Außerhalb des Labors griff Unsicherheit um ihn. Wieder und wieder wusste er nicht, welche Briefe er beantwortet hatte, welche nicht. Er bat um Erinnerungen. Seine Mutter starb im Alter von glücklichen vierundsiebzig Jahren. Während Königin Victoria den Thron bestieg, den sie erst wieder freigeben sollte, als Albert Einstein gerade Schweizer Staatsbürger werden wollte und seinen ersten Artikel in den Annalen der Physik publizierte, hoffte Faraday, dem Freund William Whewell nicht auf die Nerven zu gehen: »Sonst schmeiß meinen Brief einfach ins Feuer.«
In einer Abrechnungsfrage konnte er »Ordnung nicht von Unordnung unterscheiden«. Anfang Juni 1839 sandte er seinem Freund Charles Babbage, der ihn eingeladen hatte, Lady Lovelace kennenzulernen, eine Arbeit, die er ihm bereits Ende Mai schon einmal gesandt hatte. Statt »animals« schrieb er dabei »enamils«. Die Einladung lehnte er, obschon sie sehr verlockend sei, ab: Freitags habe er keine Zeit. Er gab ja noch Vorlesungen.
Ein Unbekannter schickte ihm Pläne für ein schnelles Luftfahrzeug, das hohl sein müsse und stabil genug, um ausgepumpt werden zu können, ohne zu kollabieren. Ein Schaufelrad würde dann Tempo erzeugen, steuern könne man mit Paddeln.
An drei Tagen die Woche war Faraday fortan für niemanden
zu sprechen. Dem Portier machte er das so klar, dass selbst Benjamin Abbott, der schon lange nicht mehr in London lebte und seinen Jugendfreund seit Jahren nicht gesehen hatte, abgewiesen wurde.
Administrative Aufgaben in Institution oder Society hatte Faraday eine nach der anderen gestrichen oder abgelehnt, die Freitagsvorlesung war neben dem Labor die letzte Verpflichtung. Einmal erschien die Gräfin Lovelace.
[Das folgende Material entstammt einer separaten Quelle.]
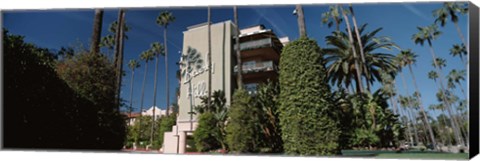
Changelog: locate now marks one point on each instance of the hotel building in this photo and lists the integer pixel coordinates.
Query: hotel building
(260, 52)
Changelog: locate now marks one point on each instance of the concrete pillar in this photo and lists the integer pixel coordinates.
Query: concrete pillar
(182, 142)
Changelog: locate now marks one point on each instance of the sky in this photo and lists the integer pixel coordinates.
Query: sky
(54, 29)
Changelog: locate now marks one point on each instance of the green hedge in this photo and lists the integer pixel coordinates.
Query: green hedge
(307, 128)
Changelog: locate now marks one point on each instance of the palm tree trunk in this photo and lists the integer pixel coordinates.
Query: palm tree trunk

Bevor sie ihm aber persönlich schrieb, wandte sich der Architekt und Bauleiter des Themsetunnels, Marc Isambart Brunel an Faraday. Seine Arbeiter wurden durch Gase krank, die aus dem Schlick der Themse, dem Abwasser der Millionen, entwichen. Mit Schwindel brächen selbst die stärksten Kerle zusammen, schwach bis zur Orientierungslosigkeit seien sie und erholten sich kaum. Brunel legte eine Probe des Schlicks bei, das Gas hatte er schon früher einmal geschickt. Faraday empfahl überreiche Belüftung, sonst wisse er leider auch nichts, und rief noch im selben Jahr eines Freitagabends den Hofarzt Dr. Peter Latham, der Faraday blass, schielend und so schwindelig vorfand, dass er kaum laufen konnte. Er selbst hielt sich für überarbeitet.
Der Arzt ließ ihn an beiden Schläfen zur Ader. Dann schickte er ihn, nicht ohne dass Faraday am nächsten Tag noch die Vorlesung gehalten hätte, nach Brighton: totales Arbeitsverbot. Nach drei Wochen kam er für wenige Tage in die Stadt, in besserer Verfassung, so meinte er, aber noch mit schlimmen Kopfschmerzen und anderen »fliegenden Gefühlen«, sodass weiteres Pausieren sicher das Beste sei.
Der Chemiker John Frederic Daniell schlug ihm vor, aus der Stadt zu ziehen, die Aufregung der Albemarle Street sei es doch, die zu groß sei für die Gesundheit.
An Jean-Baptiste-André Dumas in Paris schrieb Faraday, er habe als Einsiedler und unsozial, wie er sei, kein Recht, die Vorteile einer Gesellschaft in Anspruch zu nehmen, zu der er seinen Teil nicht beitrage. Dies gelte auch dann, wenn es, wie er hoffe, nicht durch ein kaltes oder mürrisches Herz, sondern durch die Umstände begründet sei, zu denen mentale Erschöpfung und der Verlust des Gedächtnisses gehörten. Dumas hatte Faraday zur Wahl des Auswärtigen Mitarbeiters der Académie Française nominiert. Die Zeit, mehr als ein korrespondierendes Mitglied zu sein, das fühlte Faraday deutlich, war vorbei.
Er vertauschte Namen und Monate und schrieb kaum einen Brief ohne Bemerkung zum Nachlassen der Kräfte. Und einmal, ohne zu wissen, was er in den Minuten vor dem Auspacken getan hatte, hielt er einen Stich in der Hand, den er sich gewünscht hatte. Er zeigte eine junge Dame, die linke Schulter im Vordergrund, einen Fächer unbeachtet in Händen, den Unterarm entblößt, Blumen im Haar. Eine spitze Nase sah aus dem Bild heraus, mit Augen und Mund, die Faraday nicht zarter, nicht galanter, nicht mit gespielterer Unschuld und frecher ansehen konnten. Es tue ihr leid, ließ ihn die Gräfin Lovelace im Begleitschreiben wissen, keinen Abzug mehr zu haben, den sie hätte signieren können.